This notebook documents the model fit during the first phase of Modelling Racial Caste System Project for the DistilBERT model.

## Packages

* More packages get imported in or right before the chunks that apply them to reduce conflict issues and allow for seamless implementation.

In [1]:
import transformers

print(transformers.__version__)

4.33.2


## Data Ingestion

Load Dataset into Pandas Dataframe. The links below contain helpful information on loading datasets for transformer classsification.

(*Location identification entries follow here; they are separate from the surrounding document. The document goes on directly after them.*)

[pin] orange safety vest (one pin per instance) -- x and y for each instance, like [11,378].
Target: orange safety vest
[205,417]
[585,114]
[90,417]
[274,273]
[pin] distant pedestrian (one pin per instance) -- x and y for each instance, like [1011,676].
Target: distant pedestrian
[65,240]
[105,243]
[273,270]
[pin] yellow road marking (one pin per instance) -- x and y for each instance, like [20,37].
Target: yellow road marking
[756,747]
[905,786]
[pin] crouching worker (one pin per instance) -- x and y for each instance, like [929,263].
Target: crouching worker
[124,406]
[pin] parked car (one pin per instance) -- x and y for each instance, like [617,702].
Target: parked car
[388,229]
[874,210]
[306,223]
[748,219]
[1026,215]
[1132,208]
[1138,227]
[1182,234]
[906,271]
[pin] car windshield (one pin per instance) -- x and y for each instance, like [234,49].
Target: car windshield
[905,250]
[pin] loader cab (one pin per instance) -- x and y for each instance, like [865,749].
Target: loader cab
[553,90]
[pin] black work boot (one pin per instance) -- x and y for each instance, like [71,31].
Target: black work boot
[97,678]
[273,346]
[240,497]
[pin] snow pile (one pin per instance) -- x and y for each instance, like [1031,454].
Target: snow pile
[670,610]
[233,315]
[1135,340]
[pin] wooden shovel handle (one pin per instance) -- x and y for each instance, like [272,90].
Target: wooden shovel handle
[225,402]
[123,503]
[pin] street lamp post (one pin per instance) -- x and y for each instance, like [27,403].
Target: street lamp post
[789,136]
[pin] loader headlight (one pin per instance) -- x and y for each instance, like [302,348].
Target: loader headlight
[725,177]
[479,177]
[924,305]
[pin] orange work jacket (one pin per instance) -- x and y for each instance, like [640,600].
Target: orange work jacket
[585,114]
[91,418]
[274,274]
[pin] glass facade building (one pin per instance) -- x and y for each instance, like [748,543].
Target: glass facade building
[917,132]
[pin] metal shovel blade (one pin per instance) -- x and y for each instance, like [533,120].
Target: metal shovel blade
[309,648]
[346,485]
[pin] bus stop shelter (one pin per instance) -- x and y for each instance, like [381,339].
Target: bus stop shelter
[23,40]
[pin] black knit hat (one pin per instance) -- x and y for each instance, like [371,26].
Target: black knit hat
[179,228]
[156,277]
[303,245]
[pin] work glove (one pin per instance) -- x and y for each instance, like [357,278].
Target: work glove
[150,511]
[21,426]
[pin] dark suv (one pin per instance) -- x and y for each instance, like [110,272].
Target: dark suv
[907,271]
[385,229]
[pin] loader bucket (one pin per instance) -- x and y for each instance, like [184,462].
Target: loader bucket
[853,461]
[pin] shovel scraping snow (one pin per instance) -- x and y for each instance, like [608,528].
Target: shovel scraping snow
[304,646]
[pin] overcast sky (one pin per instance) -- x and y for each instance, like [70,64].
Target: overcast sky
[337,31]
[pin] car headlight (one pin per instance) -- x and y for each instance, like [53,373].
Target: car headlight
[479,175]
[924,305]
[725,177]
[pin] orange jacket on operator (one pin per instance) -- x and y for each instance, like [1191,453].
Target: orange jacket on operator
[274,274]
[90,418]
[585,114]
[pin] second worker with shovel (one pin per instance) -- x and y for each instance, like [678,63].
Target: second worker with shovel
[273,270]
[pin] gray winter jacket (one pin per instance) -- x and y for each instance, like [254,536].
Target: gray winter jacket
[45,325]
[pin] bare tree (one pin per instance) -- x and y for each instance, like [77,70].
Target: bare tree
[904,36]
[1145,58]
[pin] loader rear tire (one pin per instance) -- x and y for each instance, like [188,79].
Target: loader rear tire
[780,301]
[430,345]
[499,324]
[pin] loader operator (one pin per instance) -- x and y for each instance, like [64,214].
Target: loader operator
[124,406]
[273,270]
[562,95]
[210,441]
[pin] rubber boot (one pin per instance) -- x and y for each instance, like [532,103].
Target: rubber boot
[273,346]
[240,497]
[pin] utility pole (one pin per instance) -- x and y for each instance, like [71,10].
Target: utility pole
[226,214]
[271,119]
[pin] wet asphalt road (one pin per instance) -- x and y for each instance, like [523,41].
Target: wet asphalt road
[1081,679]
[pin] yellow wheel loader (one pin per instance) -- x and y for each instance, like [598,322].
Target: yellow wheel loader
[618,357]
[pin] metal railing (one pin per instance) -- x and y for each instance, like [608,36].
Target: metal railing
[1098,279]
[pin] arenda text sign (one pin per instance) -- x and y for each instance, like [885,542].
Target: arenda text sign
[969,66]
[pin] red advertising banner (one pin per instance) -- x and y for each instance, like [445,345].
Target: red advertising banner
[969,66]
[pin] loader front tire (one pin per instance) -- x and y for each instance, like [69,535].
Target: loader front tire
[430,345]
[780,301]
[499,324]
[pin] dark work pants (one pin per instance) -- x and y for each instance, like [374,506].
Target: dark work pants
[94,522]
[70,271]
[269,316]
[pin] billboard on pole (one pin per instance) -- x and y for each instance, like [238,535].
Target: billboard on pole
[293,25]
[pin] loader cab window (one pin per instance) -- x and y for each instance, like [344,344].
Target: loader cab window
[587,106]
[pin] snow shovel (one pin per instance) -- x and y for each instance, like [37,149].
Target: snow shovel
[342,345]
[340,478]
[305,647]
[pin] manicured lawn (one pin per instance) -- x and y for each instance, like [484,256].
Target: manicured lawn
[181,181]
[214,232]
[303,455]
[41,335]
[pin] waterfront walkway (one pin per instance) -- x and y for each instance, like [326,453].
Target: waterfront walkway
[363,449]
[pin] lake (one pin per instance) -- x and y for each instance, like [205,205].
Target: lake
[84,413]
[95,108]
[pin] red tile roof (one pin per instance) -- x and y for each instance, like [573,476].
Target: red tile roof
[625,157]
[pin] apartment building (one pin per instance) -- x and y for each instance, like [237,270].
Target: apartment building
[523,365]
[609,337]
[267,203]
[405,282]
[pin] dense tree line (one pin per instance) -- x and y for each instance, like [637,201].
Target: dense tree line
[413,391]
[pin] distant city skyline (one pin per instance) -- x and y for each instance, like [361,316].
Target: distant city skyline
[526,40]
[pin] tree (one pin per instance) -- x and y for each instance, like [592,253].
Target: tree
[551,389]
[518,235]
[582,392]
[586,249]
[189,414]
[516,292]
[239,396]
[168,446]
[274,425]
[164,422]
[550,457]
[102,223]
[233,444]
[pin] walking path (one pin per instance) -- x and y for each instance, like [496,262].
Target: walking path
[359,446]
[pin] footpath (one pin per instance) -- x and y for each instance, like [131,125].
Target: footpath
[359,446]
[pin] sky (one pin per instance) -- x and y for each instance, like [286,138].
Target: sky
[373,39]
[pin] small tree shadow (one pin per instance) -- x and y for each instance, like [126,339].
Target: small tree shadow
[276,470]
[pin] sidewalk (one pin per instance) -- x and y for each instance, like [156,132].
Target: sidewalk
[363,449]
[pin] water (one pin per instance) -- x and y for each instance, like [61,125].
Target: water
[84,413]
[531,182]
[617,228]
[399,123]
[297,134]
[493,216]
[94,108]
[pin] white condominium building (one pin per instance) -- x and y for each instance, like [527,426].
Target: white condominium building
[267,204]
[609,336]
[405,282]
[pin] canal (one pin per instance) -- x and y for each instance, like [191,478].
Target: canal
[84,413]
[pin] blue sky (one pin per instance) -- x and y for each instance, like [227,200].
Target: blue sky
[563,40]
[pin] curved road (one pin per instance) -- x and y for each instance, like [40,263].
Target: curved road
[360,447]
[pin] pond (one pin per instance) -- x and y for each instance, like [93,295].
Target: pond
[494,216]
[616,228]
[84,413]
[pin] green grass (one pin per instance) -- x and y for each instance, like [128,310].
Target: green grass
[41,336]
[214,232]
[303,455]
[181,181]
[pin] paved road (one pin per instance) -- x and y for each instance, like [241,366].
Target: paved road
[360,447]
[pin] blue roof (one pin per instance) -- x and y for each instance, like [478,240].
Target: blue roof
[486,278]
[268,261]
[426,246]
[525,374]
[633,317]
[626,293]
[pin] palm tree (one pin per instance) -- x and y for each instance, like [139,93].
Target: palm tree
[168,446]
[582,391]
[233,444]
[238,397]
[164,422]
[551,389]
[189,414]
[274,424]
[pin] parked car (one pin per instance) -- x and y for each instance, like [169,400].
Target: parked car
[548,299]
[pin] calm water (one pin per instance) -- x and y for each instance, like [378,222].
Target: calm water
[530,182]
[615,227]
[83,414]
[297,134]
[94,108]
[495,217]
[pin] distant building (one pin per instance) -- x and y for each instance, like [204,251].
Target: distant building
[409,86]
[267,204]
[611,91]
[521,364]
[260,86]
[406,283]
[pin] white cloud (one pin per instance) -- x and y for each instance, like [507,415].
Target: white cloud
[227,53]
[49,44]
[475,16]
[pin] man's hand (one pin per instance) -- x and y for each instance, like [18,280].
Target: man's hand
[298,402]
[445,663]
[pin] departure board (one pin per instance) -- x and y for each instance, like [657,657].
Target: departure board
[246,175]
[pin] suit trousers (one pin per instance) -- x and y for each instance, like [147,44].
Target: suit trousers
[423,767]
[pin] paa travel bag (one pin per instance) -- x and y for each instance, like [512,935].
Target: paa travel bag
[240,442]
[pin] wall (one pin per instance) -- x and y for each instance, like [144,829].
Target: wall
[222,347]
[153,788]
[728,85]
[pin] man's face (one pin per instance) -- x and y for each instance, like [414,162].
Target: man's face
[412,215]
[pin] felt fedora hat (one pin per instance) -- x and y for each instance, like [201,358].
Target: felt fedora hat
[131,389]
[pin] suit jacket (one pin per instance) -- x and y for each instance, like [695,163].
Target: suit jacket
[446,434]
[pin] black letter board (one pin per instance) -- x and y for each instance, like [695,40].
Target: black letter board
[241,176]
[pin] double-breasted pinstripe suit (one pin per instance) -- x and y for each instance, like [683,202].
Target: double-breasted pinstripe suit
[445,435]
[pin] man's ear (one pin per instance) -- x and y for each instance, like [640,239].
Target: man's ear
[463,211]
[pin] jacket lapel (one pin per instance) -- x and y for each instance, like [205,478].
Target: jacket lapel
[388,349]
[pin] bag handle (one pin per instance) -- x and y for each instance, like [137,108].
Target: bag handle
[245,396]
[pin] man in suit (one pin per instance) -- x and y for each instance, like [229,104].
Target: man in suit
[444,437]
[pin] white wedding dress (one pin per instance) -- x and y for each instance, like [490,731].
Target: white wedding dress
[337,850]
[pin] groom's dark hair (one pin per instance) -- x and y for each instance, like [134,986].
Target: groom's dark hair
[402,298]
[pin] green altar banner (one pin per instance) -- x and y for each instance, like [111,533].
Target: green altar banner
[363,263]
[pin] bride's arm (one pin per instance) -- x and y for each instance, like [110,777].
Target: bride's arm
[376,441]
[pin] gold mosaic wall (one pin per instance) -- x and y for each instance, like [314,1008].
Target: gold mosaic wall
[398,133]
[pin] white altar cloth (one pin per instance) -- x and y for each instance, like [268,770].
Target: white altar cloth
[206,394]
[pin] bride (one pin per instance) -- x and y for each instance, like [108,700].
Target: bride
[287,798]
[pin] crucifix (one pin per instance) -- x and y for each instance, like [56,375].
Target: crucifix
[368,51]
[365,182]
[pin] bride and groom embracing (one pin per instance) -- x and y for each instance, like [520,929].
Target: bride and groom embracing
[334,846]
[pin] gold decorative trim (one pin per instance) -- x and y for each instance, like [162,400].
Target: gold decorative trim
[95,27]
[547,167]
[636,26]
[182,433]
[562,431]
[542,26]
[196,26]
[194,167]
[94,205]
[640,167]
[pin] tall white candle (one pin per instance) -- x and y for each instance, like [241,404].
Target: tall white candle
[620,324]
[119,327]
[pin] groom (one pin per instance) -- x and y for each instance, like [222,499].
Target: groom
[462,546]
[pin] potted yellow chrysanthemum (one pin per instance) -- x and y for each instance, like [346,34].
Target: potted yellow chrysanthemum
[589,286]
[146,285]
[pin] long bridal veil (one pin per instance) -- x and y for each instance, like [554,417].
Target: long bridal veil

https://huggingface.co/docs/datasets/tabular_load#pandas-dataframes  
https://huggingface.co/docs/datasets/loading  
https://huggingface.co/docs/transformers/tasks/sequence_classification

This version of the training dataset had implicit and extrinsic sentences from the UNC dataset. Which explains the weakened accuracy and F1 scores below. However, even these scores were higher than the Random Forest F1 scores. Because this is one of several experiments, the bottom of the script does not have checkpooint images but we include the results in the description and technical document. Please read the Tech Document to see other experiments that we ran to determine the best model.

In [3]:
from datasets import Dataset
import pandas as pd
from sklearn.model_selection import train_test_split, GridSearchCV, cross_val_score

#Implicit and extrinsic sentences from the UNC dataset. 
df = pd.read_csv("fullnjc_dataframe9.csv")
df.drop(columns = 'Unnamed: 0', inplace=True)
features = df.loc[:,['year','sentence', 'jim_crow','state']].copy()
train, test = train_test_split(df, test_size = 0.2, random_state = 210)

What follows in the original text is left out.